And what an irony that would be. (See Meet the New Bosses.) Another:

Is old media dead, or is the blogosphere just a flash in the pan?

Because we know it's one or the other. Those quotes come from a press release that landed in my box Tuesday, provoking me with breezy hype about all the hype-busting going on at Mother Jones, an investigative magazine of the left.

"Mother Jones invites you to question if the Politics 2.0 revolution really lives up to its hype." (Press release again.) When I later asked Clara Jeffery, the magazine's editor-in-chief, from whence comes this impulse to debunk (and who provided the bunk that made your de-bunking so imperative...?) she said: impulse to debunk? We weren't out to debunk. I don't know what you're talking about.
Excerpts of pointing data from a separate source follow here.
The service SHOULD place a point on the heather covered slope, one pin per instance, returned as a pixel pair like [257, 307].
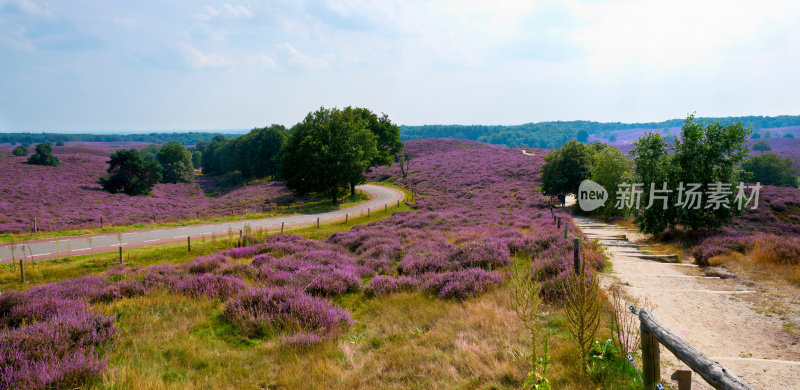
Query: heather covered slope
[415, 299]
[69, 196]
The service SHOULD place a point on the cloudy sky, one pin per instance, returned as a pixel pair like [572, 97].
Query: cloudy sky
[100, 65]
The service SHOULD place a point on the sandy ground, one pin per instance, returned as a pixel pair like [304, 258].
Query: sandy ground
[726, 319]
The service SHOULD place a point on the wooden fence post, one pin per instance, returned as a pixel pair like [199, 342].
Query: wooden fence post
[651, 364]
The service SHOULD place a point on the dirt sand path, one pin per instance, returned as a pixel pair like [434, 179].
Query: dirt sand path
[717, 316]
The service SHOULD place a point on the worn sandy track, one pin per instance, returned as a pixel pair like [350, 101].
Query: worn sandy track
[714, 315]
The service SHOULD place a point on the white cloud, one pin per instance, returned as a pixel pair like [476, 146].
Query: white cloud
[197, 59]
[17, 40]
[228, 10]
[126, 22]
[238, 11]
[263, 61]
[28, 7]
[302, 60]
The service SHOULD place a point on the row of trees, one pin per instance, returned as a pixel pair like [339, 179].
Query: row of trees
[704, 153]
[254, 155]
[135, 173]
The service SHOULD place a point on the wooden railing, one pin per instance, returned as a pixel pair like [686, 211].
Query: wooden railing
[655, 333]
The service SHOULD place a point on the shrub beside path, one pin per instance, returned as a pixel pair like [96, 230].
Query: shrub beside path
[720, 317]
[46, 249]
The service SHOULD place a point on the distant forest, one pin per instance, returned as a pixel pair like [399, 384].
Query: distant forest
[155, 138]
[548, 135]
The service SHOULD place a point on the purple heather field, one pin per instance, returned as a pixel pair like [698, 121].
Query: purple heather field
[69, 196]
[477, 206]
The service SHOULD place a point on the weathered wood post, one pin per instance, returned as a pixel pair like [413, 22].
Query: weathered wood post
[651, 363]
[684, 379]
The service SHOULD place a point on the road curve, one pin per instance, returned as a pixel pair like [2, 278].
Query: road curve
[46, 249]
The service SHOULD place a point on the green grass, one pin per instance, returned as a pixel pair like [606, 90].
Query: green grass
[48, 271]
[316, 205]
[401, 341]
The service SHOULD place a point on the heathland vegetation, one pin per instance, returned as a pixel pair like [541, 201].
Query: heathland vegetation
[415, 299]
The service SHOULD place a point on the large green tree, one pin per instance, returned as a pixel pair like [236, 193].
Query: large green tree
[44, 156]
[129, 173]
[704, 154]
[387, 137]
[176, 163]
[326, 152]
[566, 167]
[610, 169]
[771, 169]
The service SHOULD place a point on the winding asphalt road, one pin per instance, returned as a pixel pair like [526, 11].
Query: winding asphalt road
[380, 197]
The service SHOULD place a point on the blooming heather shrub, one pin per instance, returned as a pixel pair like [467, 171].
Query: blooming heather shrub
[211, 285]
[262, 259]
[426, 257]
[777, 250]
[719, 245]
[265, 311]
[74, 199]
[61, 347]
[242, 252]
[462, 284]
[88, 288]
[384, 285]
[483, 254]
[206, 264]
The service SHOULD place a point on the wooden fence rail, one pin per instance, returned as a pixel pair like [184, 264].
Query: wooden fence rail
[654, 332]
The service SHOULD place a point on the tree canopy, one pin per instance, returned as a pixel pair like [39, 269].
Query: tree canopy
[771, 169]
[331, 149]
[131, 174]
[704, 154]
[44, 156]
[176, 163]
[566, 167]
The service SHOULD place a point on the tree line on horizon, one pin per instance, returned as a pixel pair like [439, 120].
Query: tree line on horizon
[705, 152]
[330, 150]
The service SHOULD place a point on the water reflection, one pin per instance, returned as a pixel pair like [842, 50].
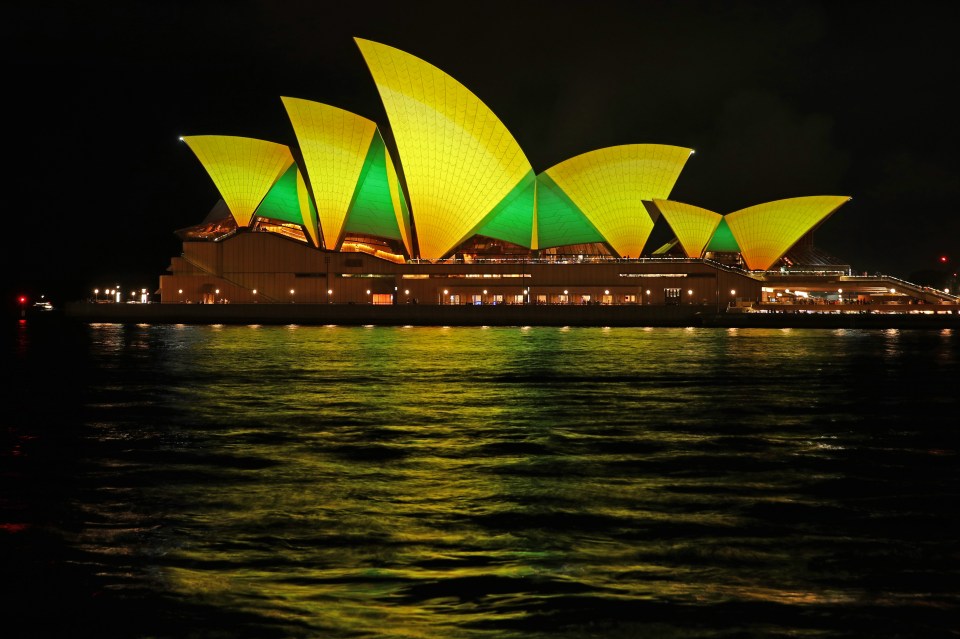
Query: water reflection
[439, 482]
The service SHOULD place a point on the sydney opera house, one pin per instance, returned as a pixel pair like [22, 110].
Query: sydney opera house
[456, 215]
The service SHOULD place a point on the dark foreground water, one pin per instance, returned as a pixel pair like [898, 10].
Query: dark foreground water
[204, 481]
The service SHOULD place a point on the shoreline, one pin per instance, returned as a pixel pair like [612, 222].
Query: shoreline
[488, 315]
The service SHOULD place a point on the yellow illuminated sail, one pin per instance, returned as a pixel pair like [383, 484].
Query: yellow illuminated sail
[242, 169]
[765, 232]
[334, 144]
[692, 225]
[609, 186]
[458, 159]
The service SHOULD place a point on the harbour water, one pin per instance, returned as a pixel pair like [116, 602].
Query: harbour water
[517, 482]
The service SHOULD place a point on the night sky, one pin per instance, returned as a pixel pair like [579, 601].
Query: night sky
[779, 99]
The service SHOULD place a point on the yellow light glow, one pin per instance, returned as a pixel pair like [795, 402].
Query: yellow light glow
[610, 184]
[458, 159]
[692, 225]
[766, 231]
[334, 144]
[242, 169]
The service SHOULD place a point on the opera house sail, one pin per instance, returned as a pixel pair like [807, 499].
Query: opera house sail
[448, 210]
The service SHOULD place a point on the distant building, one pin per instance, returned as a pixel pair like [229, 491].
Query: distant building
[460, 216]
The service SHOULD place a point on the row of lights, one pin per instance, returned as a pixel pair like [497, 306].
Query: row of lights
[116, 294]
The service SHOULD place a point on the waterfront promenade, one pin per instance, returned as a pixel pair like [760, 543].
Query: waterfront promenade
[506, 315]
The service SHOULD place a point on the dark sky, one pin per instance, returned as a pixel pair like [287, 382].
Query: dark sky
[779, 99]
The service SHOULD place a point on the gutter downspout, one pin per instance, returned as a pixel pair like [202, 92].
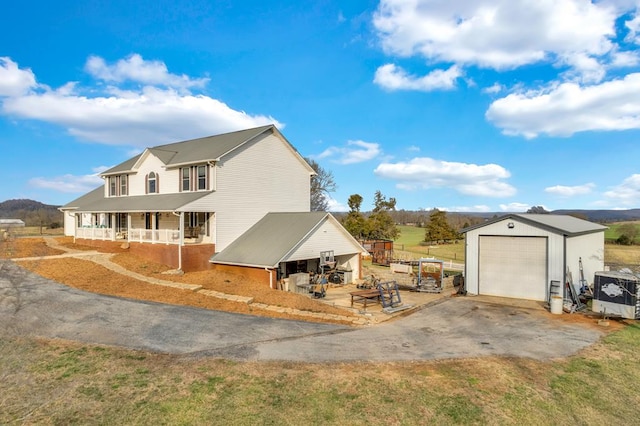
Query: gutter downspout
[181, 241]
[564, 264]
[270, 277]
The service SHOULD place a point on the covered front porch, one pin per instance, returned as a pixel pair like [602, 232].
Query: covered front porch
[147, 227]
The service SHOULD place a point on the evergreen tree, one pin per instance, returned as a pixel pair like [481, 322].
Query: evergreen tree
[380, 223]
[355, 222]
[321, 185]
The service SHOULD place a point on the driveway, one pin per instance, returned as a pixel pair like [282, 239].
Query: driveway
[458, 327]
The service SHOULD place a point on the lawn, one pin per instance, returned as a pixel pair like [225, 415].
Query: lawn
[410, 245]
[613, 232]
[57, 382]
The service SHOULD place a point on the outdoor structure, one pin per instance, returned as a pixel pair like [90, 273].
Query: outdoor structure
[180, 203]
[381, 251]
[284, 244]
[518, 255]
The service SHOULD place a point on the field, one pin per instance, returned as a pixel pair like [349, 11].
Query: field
[61, 382]
[409, 245]
[613, 232]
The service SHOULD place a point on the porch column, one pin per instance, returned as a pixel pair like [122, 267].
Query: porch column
[181, 242]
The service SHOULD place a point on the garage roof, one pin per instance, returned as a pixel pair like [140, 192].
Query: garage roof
[560, 224]
[268, 242]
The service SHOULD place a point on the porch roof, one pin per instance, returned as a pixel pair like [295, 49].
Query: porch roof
[96, 202]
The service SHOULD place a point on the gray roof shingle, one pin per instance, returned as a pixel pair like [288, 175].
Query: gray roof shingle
[267, 242]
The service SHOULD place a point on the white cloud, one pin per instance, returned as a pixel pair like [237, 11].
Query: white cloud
[570, 191]
[502, 34]
[565, 109]
[355, 152]
[627, 194]
[336, 206]
[13, 80]
[392, 77]
[515, 207]
[135, 68]
[135, 117]
[469, 179]
[495, 88]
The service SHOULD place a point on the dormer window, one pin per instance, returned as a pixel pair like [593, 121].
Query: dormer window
[117, 185]
[202, 178]
[113, 186]
[186, 178]
[123, 185]
[152, 183]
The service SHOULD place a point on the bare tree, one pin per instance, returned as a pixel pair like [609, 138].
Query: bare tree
[321, 185]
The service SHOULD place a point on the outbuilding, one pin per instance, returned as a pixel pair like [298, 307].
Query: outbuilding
[519, 255]
[283, 244]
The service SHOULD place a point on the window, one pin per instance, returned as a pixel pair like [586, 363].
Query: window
[202, 177]
[152, 183]
[186, 178]
[123, 184]
[113, 186]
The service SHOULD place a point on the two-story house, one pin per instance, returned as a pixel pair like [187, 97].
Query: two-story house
[183, 202]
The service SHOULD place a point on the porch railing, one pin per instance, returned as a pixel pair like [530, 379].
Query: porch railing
[161, 236]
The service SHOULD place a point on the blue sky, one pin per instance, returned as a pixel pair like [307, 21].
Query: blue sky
[460, 105]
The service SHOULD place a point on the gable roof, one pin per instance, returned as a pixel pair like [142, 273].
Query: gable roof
[96, 202]
[210, 148]
[559, 224]
[272, 238]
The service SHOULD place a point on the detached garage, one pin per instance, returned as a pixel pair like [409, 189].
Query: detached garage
[518, 255]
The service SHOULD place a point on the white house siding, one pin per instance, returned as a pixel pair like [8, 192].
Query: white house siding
[555, 249]
[69, 223]
[150, 163]
[260, 177]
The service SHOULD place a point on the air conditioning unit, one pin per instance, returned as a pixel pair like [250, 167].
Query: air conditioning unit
[616, 294]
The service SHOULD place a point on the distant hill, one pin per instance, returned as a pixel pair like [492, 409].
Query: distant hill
[33, 213]
[600, 216]
[604, 215]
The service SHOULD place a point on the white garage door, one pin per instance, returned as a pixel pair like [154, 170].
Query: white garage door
[513, 267]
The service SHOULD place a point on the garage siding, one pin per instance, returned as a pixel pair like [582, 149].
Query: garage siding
[513, 267]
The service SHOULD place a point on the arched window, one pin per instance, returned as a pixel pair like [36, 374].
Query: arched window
[152, 183]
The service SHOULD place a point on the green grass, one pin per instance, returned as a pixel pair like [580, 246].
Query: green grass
[613, 231]
[66, 383]
[410, 244]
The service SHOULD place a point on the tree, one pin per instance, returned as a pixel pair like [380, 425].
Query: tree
[438, 228]
[354, 222]
[627, 234]
[380, 224]
[321, 185]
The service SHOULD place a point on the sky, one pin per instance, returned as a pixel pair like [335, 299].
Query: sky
[467, 106]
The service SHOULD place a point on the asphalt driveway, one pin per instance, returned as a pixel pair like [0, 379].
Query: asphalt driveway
[459, 327]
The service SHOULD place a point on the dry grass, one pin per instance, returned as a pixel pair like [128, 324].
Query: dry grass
[88, 276]
[59, 382]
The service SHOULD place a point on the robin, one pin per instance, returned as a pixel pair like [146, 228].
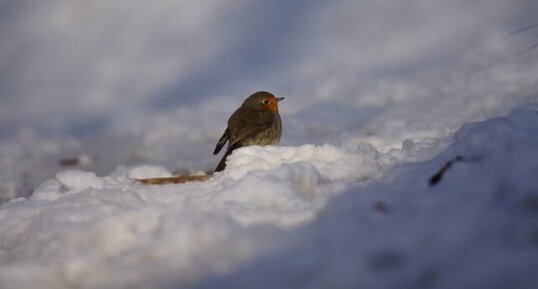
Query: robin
[256, 122]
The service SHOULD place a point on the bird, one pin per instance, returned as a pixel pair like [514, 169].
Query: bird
[255, 122]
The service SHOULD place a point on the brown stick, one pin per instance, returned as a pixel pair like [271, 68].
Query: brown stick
[174, 180]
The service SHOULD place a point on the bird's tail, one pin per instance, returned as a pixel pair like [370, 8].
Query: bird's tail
[222, 164]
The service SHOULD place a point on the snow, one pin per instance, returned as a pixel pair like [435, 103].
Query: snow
[379, 97]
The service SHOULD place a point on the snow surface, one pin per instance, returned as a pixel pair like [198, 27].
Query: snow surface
[379, 97]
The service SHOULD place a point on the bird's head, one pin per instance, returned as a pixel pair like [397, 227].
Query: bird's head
[263, 100]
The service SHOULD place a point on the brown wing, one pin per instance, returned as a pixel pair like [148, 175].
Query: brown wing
[246, 123]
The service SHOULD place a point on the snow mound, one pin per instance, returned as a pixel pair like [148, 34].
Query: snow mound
[339, 214]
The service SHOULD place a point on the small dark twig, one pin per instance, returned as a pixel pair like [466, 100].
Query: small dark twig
[521, 30]
[435, 179]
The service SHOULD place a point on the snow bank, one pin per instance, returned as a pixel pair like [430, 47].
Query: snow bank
[384, 219]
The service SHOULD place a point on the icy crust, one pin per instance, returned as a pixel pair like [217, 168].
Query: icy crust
[476, 226]
[77, 227]
[475, 229]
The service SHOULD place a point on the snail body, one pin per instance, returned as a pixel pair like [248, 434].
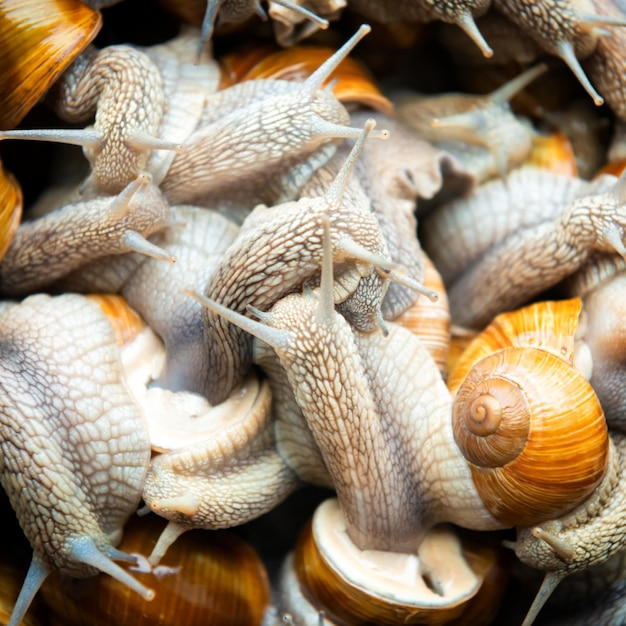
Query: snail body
[270, 233]
[459, 12]
[299, 136]
[152, 288]
[567, 29]
[71, 501]
[461, 123]
[568, 229]
[45, 249]
[207, 579]
[601, 286]
[124, 89]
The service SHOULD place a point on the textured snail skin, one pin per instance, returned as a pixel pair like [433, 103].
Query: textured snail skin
[604, 308]
[480, 131]
[286, 241]
[221, 481]
[590, 534]
[359, 431]
[61, 378]
[46, 249]
[518, 264]
[461, 12]
[96, 83]
[152, 288]
[591, 596]
[568, 29]
[241, 156]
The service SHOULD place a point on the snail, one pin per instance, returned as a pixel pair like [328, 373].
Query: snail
[124, 89]
[197, 240]
[207, 579]
[270, 233]
[592, 596]
[220, 166]
[570, 30]
[45, 249]
[601, 286]
[459, 123]
[531, 249]
[373, 355]
[460, 12]
[390, 510]
[353, 85]
[39, 41]
[62, 380]
[450, 581]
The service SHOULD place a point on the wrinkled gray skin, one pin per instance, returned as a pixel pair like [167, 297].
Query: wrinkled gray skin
[74, 446]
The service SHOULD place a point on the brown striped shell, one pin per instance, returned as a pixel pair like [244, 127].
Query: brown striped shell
[38, 42]
[354, 83]
[11, 205]
[328, 573]
[207, 578]
[527, 421]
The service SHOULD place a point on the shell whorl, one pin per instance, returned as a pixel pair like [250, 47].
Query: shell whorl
[531, 429]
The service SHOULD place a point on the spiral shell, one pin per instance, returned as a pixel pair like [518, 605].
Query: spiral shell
[38, 41]
[11, 204]
[529, 423]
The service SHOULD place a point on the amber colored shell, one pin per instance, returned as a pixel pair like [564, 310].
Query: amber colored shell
[428, 320]
[354, 83]
[345, 603]
[125, 321]
[553, 152]
[616, 168]
[549, 325]
[529, 424]
[217, 579]
[11, 204]
[38, 41]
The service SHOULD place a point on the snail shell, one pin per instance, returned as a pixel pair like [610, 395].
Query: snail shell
[207, 578]
[11, 204]
[327, 573]
[354, 84]
[38, 41]
[511, 400]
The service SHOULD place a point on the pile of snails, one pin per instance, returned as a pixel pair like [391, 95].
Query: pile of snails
[227, 299]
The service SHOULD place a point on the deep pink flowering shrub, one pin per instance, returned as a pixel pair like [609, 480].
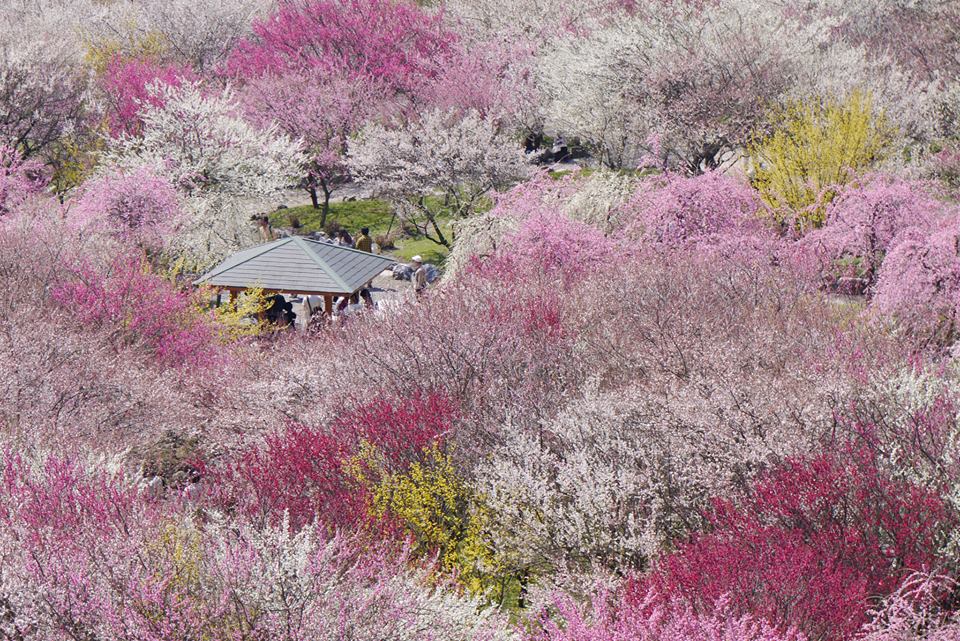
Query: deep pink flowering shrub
[919, 609]
[19, 179]
[711, 209]
[141, 307]
[128, 85]
[138, 206]
[812, 544]
[861, 226]
[390, 43]
[610, 619]
[945, 165]
[87, 556]
[919, 282]
[300, 472]
[550, 244]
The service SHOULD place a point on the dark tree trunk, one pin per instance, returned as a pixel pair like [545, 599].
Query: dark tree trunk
[326, 202]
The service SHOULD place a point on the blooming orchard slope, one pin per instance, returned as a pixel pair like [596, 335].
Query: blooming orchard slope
[687, 371]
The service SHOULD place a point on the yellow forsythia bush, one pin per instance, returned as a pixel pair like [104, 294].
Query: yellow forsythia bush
[444, 516]
[814, 147]
[242, 315]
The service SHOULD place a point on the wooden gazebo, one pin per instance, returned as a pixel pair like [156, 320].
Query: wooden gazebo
[297, 266]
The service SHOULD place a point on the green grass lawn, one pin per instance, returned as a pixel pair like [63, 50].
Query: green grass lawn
[372, 213]
[353, 215]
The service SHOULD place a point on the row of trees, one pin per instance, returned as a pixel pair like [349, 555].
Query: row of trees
[642, 404]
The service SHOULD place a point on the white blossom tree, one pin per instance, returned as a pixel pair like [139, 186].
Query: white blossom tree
[443, 164]
[217, 160]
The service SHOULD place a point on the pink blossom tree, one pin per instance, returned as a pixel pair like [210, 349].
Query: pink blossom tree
[814, 541]
[354, 60]
[129, 85]
[19, 179]
[863, 223]
[138, 205]
[141, 306]
[710, 209]
[919, 281]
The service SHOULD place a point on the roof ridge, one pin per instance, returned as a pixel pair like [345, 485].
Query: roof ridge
[273, 244]
[322, 264]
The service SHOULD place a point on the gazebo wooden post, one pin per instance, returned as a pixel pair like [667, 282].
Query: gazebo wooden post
[328, 305]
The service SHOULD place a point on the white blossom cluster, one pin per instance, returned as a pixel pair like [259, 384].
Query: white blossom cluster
[216, 159]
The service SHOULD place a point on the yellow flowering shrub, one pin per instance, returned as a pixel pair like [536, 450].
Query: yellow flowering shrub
[176, 555]
[242, 315]
[814, 147]
[149, 46]
[442, 513]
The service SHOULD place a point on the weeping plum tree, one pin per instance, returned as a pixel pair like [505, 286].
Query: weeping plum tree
[321, 69]
[443, 164]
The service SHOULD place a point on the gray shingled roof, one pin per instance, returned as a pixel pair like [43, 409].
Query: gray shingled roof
[297, 265]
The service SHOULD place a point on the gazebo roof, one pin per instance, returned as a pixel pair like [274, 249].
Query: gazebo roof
[298, 266]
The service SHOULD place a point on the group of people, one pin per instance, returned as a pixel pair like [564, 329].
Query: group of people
[280, 312]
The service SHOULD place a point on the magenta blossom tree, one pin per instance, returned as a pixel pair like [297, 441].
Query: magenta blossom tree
[137, 205]
[19, 179]
[128, 85]
[322, 68]
[919, 283]
[861, 226]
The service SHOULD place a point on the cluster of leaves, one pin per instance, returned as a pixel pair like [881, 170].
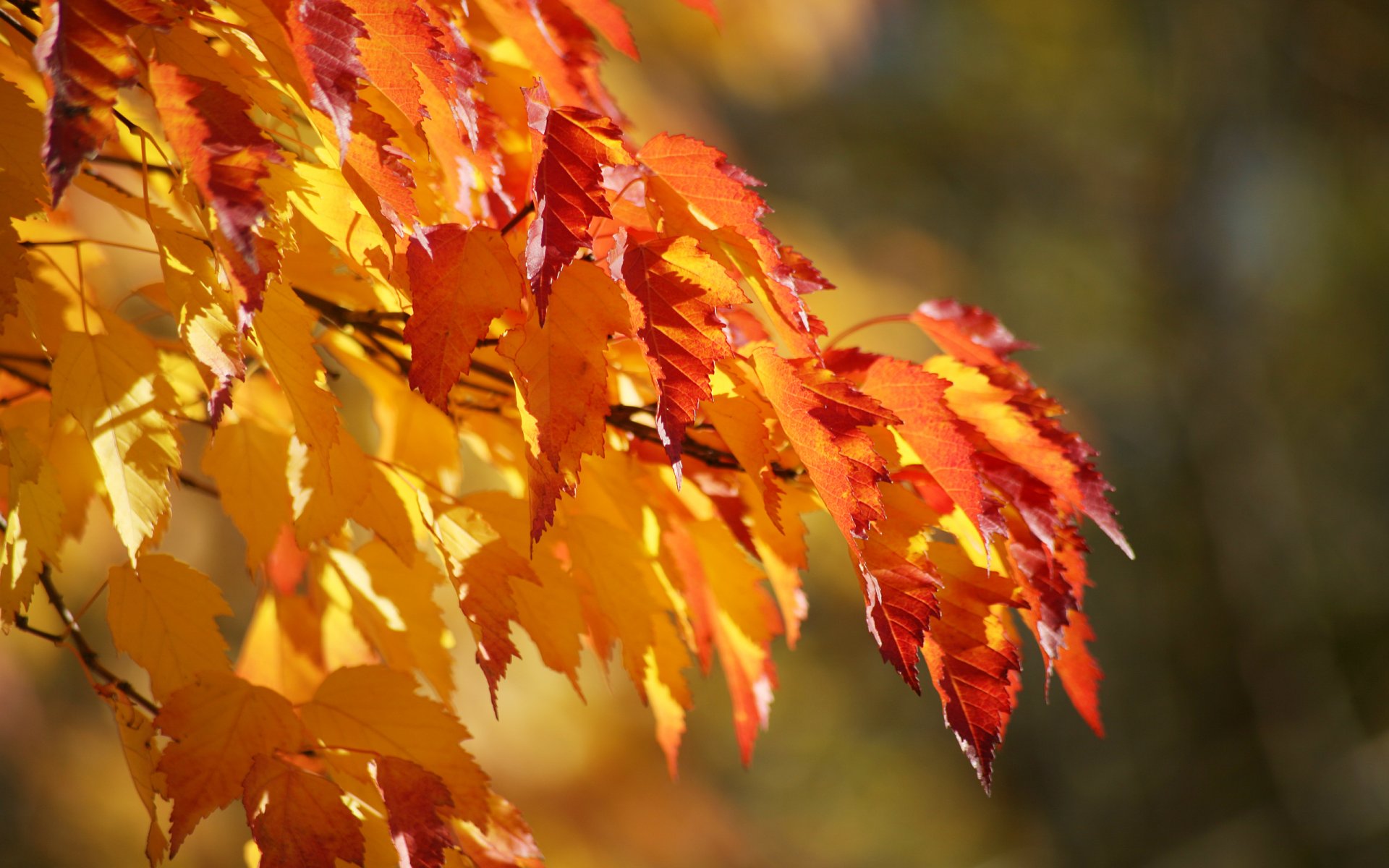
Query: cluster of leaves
[435, 200]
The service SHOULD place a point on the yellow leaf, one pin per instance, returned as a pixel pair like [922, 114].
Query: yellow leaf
[142, 754]
[249, 461]
[285, 330]
[220, 724]
[377, 710]
[297, 818]
[163, 614]
[392, 603]
[111, 386]
[282, 647]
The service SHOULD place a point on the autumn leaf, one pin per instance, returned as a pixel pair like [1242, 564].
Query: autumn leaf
[563, 382]
[295, 247]
[674, 292]
[567, 187]
[85, 54]
[417, 810]
[299, 818]
[824, 417]
[223, 150]
[113, 388]
[972, 660]
[460, 279]
[218, 724]
[377, 710]
[161, 613]
[142, 756]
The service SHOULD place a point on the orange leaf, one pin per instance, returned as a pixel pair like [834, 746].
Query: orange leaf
[561, 380]
[223, 150]
[297, 818]
[674, 294]
[930, 427]
[567, 187]
[220, 724]
[972, 661]
[85, 53]
[460, 281]
[901, 590]
[415, 801]
[377, 710]
[142, 754]
[824, 417]
[608, 18]
[161, 613]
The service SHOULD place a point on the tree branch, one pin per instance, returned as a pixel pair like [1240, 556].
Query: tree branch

We said some good things and we said some skeptical things. You have a problem with that?

Which is kinda how the whole interview went.

I thought I was her asking about an editorial decision Mother Jones made: to frame and present its report on "open source politics" not with an idea of its own, or a conclusion reached via reporting, but with the standard myth-busting software journalists load into their prose machines a zillion times a year.

The package begins with a page that is made up like a Wikipedia entry for Open Source Politics. (Of course no one can edit it, except Mother Jones.) This was meant to ease you into the bouncy, crap-detecting spirit of the section and get you to read it, while having a little fun with the form. Thus...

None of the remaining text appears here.